Maybe it’s a sign of progress that the “Protect Marriage” crowd can’t scare up a majority just by saying same-sex couples don’t deserve to get married, and instead they have to pretend that your right not to like them getting married is somehow under attack. Indeed, as Paul Waldman argues in Being Right Is Not Enough, what’s really striking about public opinion on same-sex marriage is how far left it’s moved in just a decade. When I was in middle school and domestic partnership seemed like a noble but politically unpalatable concept, it would have been hard to imagine that by 2004 our Republican president would have to say nice things about civil unions days before the election and dispatch his running mate to endorse full marriage equality as a sop to some swing voters.

The arc of history is bending towards progress here, and faster than we might have thought possible. California voters won’t stop it in two weeks, but they will make it go faster or slower.

Honestly, watching Marriage Protection Poster Couple Robb and Robin Wirthlin make their case for why discrimination belongs in California’s constitution, what disturbs me most as one of the people they want their marriage protected from isn’t the dishonesty about what’s actually at stake. It’s their honesty about what they want and what they’re afraid of. As much as they bend over backwards to borrow the language of the left (see, it’s their “rights that are being infringed upon,” and now “it’s no longer OK to disagree”), what’s brought this couple across the country to campaign for Prop 8 is dismay at the idea that their children would be exposed to “human sexuality,” by which they mean gay people (King and King is not a children’s book about gay sex, it’s a children’s book about gay people). They want their kids to “not have them face adult issues while they’re children…we just want them to have a carefree and protected childhood.” No word on whether Robb and Robin’s poor son has yet had his innocence spoiled with talk of America’s struggle against racial apartheid, or god forbid coming into contact with people of a different race from his own. And if their son or one of his classmates should be wrestling with “adult issues” of his own, one gets the sense that Robb and Robin would have little to offer other than cries that the child is oppressing them.

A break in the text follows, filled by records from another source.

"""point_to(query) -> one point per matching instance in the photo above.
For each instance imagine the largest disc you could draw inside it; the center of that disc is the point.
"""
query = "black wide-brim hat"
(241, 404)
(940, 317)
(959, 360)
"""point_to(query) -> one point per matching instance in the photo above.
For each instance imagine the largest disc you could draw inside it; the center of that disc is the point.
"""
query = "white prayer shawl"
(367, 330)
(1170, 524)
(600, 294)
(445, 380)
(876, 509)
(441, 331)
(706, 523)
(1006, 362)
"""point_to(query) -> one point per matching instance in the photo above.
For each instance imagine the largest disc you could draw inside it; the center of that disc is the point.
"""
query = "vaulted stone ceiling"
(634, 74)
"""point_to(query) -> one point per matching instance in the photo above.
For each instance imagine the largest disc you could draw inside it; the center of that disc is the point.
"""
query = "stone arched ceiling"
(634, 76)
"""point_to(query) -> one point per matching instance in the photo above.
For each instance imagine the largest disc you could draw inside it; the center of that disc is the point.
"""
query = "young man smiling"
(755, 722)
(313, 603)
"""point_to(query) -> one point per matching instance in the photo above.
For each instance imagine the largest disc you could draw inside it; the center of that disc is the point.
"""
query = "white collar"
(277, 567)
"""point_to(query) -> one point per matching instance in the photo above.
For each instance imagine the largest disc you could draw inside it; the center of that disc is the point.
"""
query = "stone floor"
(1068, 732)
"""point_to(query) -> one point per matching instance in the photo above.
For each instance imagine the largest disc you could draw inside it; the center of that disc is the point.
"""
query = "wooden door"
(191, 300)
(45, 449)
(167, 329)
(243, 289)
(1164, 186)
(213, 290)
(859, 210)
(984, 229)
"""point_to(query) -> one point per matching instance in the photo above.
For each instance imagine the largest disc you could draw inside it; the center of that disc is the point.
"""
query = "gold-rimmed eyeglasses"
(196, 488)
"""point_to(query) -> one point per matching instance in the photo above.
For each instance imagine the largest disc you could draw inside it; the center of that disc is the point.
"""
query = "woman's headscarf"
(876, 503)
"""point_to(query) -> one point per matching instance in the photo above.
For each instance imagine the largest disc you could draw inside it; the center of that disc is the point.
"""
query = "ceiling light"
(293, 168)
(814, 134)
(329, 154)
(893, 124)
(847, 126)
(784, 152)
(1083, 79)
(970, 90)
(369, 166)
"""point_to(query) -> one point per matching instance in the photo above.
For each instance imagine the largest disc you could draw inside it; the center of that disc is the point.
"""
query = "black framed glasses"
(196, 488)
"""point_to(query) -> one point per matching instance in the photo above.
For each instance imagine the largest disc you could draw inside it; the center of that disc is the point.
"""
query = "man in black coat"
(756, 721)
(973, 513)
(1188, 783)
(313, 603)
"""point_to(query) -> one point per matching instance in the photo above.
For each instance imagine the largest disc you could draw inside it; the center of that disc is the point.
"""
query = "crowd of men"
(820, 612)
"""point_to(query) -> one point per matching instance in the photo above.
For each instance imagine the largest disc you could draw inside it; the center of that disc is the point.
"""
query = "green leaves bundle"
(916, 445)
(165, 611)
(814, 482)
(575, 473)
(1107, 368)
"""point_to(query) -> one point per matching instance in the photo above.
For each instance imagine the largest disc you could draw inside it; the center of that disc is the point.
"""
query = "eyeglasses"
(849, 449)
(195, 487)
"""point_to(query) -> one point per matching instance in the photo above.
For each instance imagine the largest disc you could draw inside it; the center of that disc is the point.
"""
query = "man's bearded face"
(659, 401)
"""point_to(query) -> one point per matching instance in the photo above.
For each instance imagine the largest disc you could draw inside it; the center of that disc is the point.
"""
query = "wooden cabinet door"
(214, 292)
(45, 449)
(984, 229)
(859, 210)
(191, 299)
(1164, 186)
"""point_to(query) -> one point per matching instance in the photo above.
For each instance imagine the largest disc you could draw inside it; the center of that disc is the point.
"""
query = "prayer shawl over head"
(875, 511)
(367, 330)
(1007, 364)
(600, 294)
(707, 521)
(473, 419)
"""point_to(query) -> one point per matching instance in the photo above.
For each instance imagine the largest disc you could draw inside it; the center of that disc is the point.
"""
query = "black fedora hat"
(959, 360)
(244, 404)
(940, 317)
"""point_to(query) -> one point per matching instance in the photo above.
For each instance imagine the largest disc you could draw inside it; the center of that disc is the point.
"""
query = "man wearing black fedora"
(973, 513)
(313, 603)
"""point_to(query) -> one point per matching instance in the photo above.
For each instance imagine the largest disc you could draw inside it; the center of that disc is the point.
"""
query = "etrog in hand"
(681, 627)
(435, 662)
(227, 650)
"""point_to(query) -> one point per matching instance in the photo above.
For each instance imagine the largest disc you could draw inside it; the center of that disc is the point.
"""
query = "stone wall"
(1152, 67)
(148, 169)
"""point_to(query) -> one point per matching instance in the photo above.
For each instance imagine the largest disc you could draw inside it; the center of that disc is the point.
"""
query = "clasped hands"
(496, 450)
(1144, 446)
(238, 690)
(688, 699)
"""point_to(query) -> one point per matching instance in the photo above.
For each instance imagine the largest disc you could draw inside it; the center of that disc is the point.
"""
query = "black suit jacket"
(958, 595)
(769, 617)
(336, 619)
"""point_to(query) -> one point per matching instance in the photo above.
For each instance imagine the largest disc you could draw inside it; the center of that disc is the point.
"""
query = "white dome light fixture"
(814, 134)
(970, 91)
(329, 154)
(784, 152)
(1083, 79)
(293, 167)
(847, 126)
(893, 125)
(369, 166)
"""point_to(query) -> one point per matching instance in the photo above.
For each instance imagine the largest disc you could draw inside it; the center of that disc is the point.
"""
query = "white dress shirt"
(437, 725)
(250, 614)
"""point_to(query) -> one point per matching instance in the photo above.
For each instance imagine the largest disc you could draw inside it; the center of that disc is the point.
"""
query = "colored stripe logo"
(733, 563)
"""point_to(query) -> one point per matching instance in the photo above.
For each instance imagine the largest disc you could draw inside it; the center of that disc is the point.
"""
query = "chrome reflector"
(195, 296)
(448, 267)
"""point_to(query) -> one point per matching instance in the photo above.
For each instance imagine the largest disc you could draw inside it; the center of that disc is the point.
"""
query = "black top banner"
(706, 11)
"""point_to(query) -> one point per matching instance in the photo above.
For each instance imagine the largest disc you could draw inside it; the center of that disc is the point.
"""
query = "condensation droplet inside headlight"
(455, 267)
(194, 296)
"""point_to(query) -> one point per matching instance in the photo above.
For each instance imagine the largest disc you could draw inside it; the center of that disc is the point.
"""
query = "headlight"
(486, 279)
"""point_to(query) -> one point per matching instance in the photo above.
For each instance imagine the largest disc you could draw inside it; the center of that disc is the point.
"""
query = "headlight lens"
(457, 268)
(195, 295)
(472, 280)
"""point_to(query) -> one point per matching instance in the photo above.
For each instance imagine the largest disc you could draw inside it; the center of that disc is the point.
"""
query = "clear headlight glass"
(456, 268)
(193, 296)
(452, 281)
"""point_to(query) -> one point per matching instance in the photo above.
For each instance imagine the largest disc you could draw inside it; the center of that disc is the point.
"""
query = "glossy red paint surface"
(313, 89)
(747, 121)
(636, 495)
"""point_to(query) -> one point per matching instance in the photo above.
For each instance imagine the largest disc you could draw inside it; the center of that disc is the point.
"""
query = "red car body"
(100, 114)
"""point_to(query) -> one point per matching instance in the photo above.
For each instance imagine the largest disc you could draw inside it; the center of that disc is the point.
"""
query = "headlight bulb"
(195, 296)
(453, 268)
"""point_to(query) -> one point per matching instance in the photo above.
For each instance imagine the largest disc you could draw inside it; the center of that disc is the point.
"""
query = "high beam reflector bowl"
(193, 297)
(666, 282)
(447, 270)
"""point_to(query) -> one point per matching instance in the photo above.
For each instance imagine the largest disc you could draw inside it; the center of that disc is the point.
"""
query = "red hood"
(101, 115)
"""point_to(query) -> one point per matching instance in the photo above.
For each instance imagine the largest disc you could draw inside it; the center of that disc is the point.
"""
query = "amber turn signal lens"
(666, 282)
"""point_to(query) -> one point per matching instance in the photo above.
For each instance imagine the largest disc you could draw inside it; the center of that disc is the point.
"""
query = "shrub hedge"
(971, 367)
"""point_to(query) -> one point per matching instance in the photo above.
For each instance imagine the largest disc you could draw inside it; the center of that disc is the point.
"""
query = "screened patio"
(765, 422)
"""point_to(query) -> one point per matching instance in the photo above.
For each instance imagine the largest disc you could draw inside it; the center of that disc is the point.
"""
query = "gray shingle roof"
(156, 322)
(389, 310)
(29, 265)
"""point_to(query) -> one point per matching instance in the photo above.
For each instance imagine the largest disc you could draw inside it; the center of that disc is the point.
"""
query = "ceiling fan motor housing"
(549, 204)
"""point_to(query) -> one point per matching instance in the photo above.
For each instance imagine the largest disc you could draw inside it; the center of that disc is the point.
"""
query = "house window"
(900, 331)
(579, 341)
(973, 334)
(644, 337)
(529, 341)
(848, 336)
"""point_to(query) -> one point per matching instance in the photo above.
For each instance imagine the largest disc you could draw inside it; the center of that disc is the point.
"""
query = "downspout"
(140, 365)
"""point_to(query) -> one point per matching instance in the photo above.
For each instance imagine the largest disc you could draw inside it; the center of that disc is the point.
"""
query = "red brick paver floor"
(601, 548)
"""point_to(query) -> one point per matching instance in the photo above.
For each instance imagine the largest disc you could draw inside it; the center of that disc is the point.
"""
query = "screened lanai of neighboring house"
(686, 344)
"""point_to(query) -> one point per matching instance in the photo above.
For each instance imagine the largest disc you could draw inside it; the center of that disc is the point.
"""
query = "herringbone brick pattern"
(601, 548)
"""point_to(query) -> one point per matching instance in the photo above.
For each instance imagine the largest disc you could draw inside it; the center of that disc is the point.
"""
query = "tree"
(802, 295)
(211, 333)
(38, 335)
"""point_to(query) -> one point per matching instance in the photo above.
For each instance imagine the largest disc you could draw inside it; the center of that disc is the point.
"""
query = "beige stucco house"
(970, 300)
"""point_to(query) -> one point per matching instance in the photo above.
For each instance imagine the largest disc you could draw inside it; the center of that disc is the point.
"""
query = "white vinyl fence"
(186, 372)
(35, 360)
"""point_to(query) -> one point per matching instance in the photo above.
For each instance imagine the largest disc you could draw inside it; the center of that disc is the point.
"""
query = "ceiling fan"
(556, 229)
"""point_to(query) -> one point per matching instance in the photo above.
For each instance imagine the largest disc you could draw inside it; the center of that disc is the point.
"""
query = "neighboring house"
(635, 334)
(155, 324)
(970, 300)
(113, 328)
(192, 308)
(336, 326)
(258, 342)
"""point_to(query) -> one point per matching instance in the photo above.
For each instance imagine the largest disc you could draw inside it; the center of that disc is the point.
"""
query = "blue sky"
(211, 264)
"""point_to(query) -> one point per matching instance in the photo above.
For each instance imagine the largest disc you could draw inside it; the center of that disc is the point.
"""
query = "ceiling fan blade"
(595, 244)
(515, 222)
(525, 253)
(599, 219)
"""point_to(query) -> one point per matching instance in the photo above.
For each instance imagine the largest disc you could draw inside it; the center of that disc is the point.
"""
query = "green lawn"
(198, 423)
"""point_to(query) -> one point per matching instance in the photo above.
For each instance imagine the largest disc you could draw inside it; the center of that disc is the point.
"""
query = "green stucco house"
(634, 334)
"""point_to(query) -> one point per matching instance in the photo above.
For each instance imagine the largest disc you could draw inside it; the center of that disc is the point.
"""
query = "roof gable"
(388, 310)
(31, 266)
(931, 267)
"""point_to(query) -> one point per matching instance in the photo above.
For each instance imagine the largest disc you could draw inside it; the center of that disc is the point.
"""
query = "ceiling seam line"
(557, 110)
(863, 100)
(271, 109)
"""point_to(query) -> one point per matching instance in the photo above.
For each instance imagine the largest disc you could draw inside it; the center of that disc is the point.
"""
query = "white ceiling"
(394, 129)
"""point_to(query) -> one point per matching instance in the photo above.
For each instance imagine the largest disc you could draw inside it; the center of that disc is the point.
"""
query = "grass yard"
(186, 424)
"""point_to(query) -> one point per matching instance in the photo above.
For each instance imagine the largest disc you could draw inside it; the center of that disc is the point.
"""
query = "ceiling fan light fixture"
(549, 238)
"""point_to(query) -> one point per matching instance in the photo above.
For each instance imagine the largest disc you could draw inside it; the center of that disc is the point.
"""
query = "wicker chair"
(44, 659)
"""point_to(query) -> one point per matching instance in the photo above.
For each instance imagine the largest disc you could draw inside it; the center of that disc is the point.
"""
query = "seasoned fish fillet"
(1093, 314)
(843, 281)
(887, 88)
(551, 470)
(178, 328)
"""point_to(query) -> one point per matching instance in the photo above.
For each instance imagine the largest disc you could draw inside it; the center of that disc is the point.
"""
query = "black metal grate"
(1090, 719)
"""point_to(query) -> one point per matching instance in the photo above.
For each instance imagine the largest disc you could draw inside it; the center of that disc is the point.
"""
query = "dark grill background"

LOOK WHO’S UNREPRESENTATIVE NOW

The great thing about legislative civil rights victories like the civil unions bill passed last spring here in Connecticut and the even more historic equal marriage rights legislation passed yesterday by California’s legislature is that it deprives the opponents of civil equality under the law of their judicial tyranny arguments and leaves them stuck opposing equal rights for all couples on the merits. One of the most squeamish about having to take sides on the substantive issue here is Governor Schwarzenegger, who in the LA Times today is grasping desperately for any “unrepresentative elites” argument he can get his hands on. Schwarzenegger’s gambit to have his centrist image and eat it too? Pinning the “unrepresentative elite” argument on the legislature. I expect we’ll see more of this in the future: Republicans rising to disparage the republican system of government in favor of direct democracy through ballot initiatives on the grounds the marriage issue strikes so deep that legislatures, like courts, can’t be trusted with it. That means deliciously ironic statements like this one from Schwarzenegger’s spokeswoman:

The people spoke when they passed Proposition 22. The issue subsequently went to the courts. The governor believes the courts are the correct venue for this decision to be made. He will uphold whatever decision the court renders.